= Yehoshua Weitzman =

Israeli Rosh Yeshiva (born 1949)

Rabbi Yehoshua Weitzman (יהושע ויצמן) is an Israeli Rosh Yeshiva, heading Yeshivat Ma’alot Ya’akov, and prominent as a teacher and scholar of Torat Eretz Yisrael.

Weitzman was born in 1949 in Tel-Aviv. Following five years of study at Yeshivat Kerem B'Yavneh, he learned for three years at Machon Harry Fischel under the auspices of Chief Rabbi Shlomo Goren and Rabbi Sha'ar Yeshuv Cohen where he received smicha (ordination); he also was a student of Rabbi Zvi Yehuda Kook.
He then served as a Ra"m and mashgiach at Yeshivat Kfar Ha'Roeh and later as Rosh Kollel in Yeshivat HaGolan, Hispin.

In 1989, when Yeshivat Ma’alot Ya’akov was considering closing due to lack of students, Weitzman was appointed Rosh Yeshiva. Since his appointment, Yeshivat Ma’alot has grown from 60 students to over 300 students. Today, Yeshivat Ma’alot is one of Israel's largest Hesder Yeshivot with a large intake of Israeli students.

Rabbi Weitzman is considered the reviver of learning and teaching Torat Eretz Yisrael, the uniqueness of Torah, which is revealed only in the Land of Israel.
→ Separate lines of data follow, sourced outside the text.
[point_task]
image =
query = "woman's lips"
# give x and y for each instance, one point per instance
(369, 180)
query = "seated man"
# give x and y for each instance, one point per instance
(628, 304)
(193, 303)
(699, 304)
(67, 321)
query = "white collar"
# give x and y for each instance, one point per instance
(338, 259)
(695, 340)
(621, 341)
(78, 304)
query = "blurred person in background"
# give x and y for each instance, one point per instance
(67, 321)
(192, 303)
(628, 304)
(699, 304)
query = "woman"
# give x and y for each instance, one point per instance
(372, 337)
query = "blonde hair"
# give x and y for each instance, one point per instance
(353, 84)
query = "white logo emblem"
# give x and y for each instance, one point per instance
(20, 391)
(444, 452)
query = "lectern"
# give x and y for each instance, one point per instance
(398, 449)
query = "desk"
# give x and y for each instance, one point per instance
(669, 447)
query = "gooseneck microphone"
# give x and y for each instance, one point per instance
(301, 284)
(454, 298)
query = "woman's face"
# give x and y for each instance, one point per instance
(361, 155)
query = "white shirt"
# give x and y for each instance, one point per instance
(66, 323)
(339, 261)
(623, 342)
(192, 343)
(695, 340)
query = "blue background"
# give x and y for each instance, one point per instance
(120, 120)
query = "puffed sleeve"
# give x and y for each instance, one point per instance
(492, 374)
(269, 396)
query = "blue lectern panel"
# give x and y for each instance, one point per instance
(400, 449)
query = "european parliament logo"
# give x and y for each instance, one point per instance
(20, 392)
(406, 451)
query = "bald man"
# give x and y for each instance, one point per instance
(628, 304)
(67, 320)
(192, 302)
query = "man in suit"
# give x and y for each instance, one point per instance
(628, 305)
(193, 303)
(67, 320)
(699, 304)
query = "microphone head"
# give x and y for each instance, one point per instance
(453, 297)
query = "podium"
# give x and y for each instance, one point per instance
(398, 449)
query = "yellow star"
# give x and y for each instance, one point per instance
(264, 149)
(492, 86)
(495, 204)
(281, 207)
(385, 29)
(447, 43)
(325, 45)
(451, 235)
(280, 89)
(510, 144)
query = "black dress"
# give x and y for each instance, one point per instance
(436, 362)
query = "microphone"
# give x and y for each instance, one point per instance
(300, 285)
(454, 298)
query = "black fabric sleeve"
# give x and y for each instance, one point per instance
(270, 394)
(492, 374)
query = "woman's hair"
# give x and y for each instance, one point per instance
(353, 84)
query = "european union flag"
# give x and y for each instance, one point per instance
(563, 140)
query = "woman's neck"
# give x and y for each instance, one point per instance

Weitzman is also the founder of Nachalat Shay, association for teaching Judaism and El-Ami Batzafon, a movement for outreach and Face to Face, (פנים אל פנים), a movement for unity of Jews.

He has spoken out against protests made by IDF soldiers against Gaza outpost evictions and demolitions.

In April 2025, Israeli activist Naor Narkis published a video in which Weizman is seen citing Jewish sages saying that women naturally require perfume but men do not, since women naturally smell worse than men.